Tout d'abord, il est important de noter que la sirène telle que nous la connaissons dans notre imaginaire, n'a cette forme que depuis le 8° ou le 9° siècle. Auparavant, on les voyait comme des oiseaux aux visages de femme, à la poitrine généreuse et pourvus de serres puissants.

 

 

a/ La sirène médiévale

Elle représente toutes les tentations, Ulysse qui a résisté aux chants des sirènes est érigé en exemple, il ressemble d'ailleurs étrangement au Christ accroché, non sur une croix mais au mât de son bateau... Orphée, qui leur a résisté grâce à sa musique, peut aussi être une réprésentation du Christ et sa musique serait la parole divine et des apôtres.

La sirène est la représentation des plaisirs et des tentations charnelles... son chant est une invitation au pire... un bon chrétien ne doit pas faire attention à ce chant maléfique mais seulement à la Parole de Dieu.

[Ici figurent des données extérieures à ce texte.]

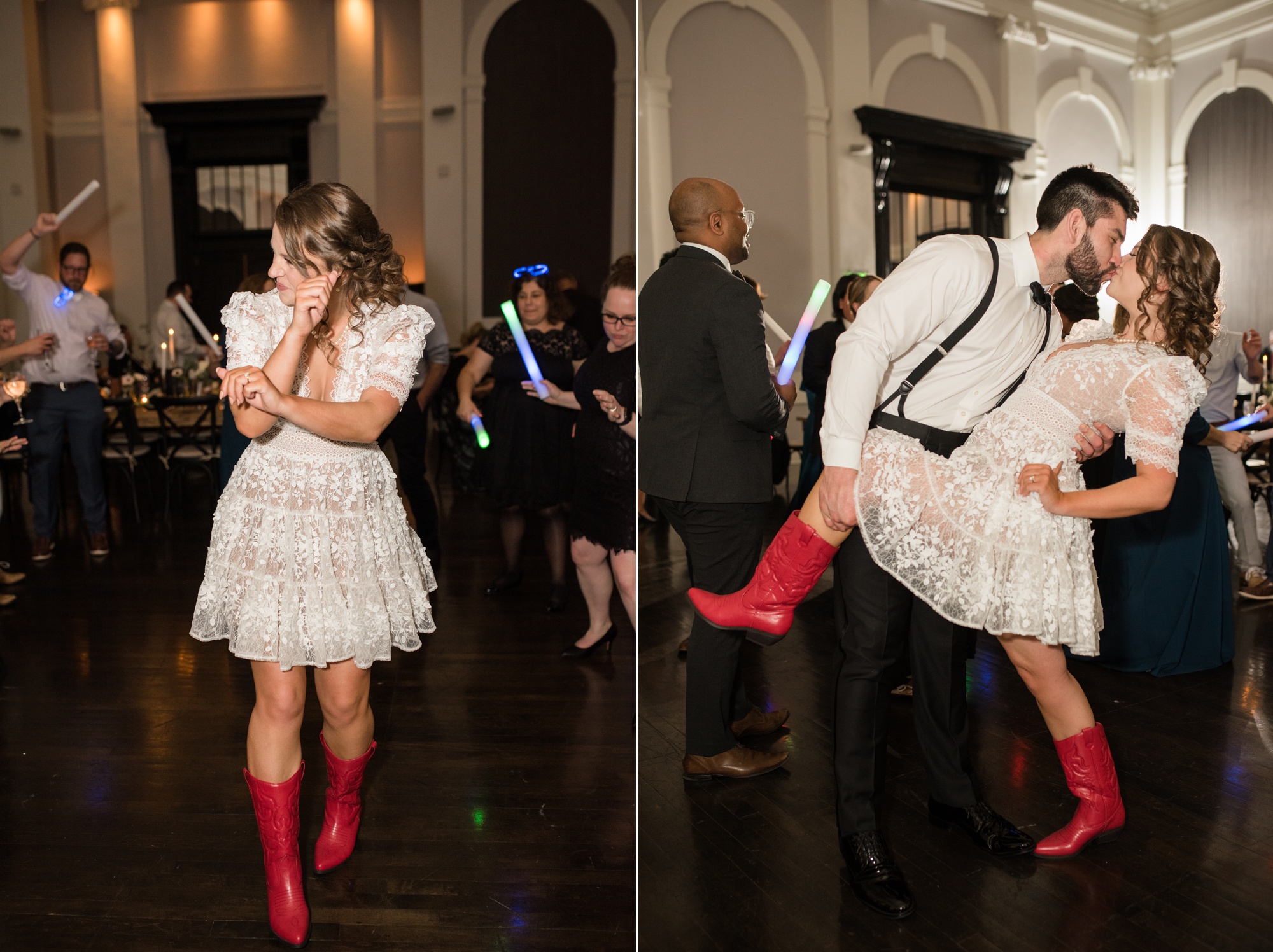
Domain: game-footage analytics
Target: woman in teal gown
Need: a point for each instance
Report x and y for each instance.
(1165, 577)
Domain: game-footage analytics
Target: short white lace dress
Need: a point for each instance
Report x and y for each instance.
(313, 561)
(962, 539)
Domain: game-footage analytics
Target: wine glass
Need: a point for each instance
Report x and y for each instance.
(17, 389)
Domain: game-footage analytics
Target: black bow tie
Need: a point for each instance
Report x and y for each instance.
(1042, 297)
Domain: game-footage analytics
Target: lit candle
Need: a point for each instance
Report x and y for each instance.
(806, 324)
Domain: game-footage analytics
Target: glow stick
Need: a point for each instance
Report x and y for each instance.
(776, 328)
(1244, 421)
(78, 200)
(524, 346)
(806, 324)
(199, 325)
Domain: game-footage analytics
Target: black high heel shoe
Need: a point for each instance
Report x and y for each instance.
(607, 640)
(510, 580)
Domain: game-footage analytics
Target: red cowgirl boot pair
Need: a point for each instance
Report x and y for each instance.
(1090, 774)
(278, 819)
(789, 571)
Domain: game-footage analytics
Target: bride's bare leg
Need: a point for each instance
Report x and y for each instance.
(1061, 701)
(274, 729)
(812, 515)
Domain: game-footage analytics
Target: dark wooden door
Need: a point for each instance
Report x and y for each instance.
(231, 161)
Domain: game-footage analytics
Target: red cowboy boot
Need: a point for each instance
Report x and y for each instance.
(789, 571)
(344, 809)
(278, 818)
(1090, 774)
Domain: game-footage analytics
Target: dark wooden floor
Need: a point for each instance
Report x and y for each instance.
(500, 808)
(756, 866)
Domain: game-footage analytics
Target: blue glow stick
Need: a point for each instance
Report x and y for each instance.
(524, 346)
(806, 324)
(1244, 421)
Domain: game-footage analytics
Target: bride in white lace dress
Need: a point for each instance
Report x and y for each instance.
(313, 562)
(999, 536)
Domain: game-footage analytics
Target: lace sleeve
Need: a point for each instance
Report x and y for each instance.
(1160, 400)
(1089, 332)
(397, 358)
(249, 342)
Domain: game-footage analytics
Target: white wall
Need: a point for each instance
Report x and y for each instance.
(738, 115)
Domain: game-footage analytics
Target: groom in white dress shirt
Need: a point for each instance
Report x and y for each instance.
(904, 329)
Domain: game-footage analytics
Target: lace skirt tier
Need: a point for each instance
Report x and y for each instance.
(962, 539)
(313, 561)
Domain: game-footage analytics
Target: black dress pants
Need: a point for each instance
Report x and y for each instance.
(409, 432)
(724, 543)
(876, 617)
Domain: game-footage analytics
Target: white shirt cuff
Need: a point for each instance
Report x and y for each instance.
(838, 451)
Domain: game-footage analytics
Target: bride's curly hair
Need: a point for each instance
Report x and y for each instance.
(328, 222)
(1185, 265)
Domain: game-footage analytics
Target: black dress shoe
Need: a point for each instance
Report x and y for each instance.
(876, 879)
(986, 828)
(510, 580)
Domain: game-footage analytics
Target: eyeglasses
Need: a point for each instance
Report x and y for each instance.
(748, 216)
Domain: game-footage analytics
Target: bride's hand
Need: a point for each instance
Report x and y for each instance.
(1044, 480)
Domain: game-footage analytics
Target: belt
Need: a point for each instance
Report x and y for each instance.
(66, 386)
(935, 441)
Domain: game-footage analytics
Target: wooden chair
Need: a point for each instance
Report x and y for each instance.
(125, 447)
(189, 444)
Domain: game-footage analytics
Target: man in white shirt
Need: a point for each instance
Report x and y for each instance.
(169, 318)
(64, 396)
(904, 329)
(409, 431)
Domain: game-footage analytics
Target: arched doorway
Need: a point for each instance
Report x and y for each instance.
(548, 144)
(1230, 162)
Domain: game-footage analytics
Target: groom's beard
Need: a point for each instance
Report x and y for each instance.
(1085, 269)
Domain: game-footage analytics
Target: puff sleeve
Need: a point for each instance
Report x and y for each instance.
(397, 358)
(1160, 400)
(249, 334)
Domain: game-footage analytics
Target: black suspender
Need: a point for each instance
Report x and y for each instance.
(929, 363)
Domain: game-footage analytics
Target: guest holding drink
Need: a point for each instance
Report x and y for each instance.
(530, 440)
(64, 396)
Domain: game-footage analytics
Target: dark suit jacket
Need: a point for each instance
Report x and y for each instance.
(708, 404)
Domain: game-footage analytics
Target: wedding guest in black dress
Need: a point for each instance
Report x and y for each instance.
(603, 511)
(530, 440)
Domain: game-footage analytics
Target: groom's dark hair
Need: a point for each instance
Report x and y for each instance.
(1093, 193)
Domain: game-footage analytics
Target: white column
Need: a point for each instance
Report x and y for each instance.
(623, 217)
(1019, 97)
(122, 151)
(1151, 133)
(25, 193)
(442, 55)
(656, 232)
(850, 81)
(356, 96)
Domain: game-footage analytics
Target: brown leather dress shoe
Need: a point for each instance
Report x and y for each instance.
(739, 763)
(759, 724)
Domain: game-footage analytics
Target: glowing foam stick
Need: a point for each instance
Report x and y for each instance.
(524, 346)
(78, 200)
(776, 328)
(806, 324)
(1244, 421)
(199, 325)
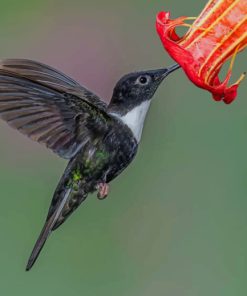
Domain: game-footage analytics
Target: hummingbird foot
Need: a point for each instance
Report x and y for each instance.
(103, 190)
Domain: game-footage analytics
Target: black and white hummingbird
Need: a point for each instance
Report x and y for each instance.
(99, 140)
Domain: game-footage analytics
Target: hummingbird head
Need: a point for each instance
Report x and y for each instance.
(132, 97)
(134, 89)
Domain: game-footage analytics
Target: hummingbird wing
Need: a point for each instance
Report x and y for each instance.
(49, 107)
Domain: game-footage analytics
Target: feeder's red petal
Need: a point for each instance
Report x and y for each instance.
(218, 34)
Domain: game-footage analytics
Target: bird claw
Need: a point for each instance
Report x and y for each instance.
(103, 190)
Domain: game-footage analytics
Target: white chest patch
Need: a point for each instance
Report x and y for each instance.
(135, 118)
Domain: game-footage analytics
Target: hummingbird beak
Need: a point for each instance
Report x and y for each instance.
(162, 73)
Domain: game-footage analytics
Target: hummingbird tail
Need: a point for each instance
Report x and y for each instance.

D'ailleurs, dans certains textes du Moyen-Âge, les traducteurs de la Bible n'hésitent pas à "confondre" sirènes et chacals, sirènes et sorcières, suppôts de Satan. D'ailleurs, souvent pour montrer leur nature maléfique, elles étaient présentes au fronton des églises, avec des jambes d'écailles largement écartées, enceintes ou avec des enfants... parfois elles ont un aspect hideux, parfois merveilleux. Elle représente le péché, la luxure, elle est la femme belle, tentatrice. D'ailleurs, ces croyances sont assez néfastes pour les femmes au Moyen-Âge, comme le prouve les nombreux procès de sorcellerie... contre des femmes qui étaient en général de simples guérisseuses...

Au 8° ou 9° siècle, on mentionne pour la première fois une sirène à queue de poisson... elle perd ses ailes qui sont après tout l'apanage des anges ... pour tomber dans la mer tel un ange déchu. Cependant, cette transformation va lui donner un symbole du Christ : le poisson... un certain paradoxe... Cela peut être interprété comme une malice de Satan qui détourne l'emblème chrétien pour séduire de pauvres croyants... En astrologie, le symbole des poissons est double : un poisson représente le Christ, l'autre la sirène : la part d'ombre de la religion qui nie sexualité et féminité. La sirène n'est donc pas l'adversaire satanique du Christ, mais sa part cachée. Dans le christianisme, la seule femme glorifiée est la Vierge Marie, il existe cependant une autre femme : Marie-Madeleine, la prostituée sauvée par l'amour du Christ.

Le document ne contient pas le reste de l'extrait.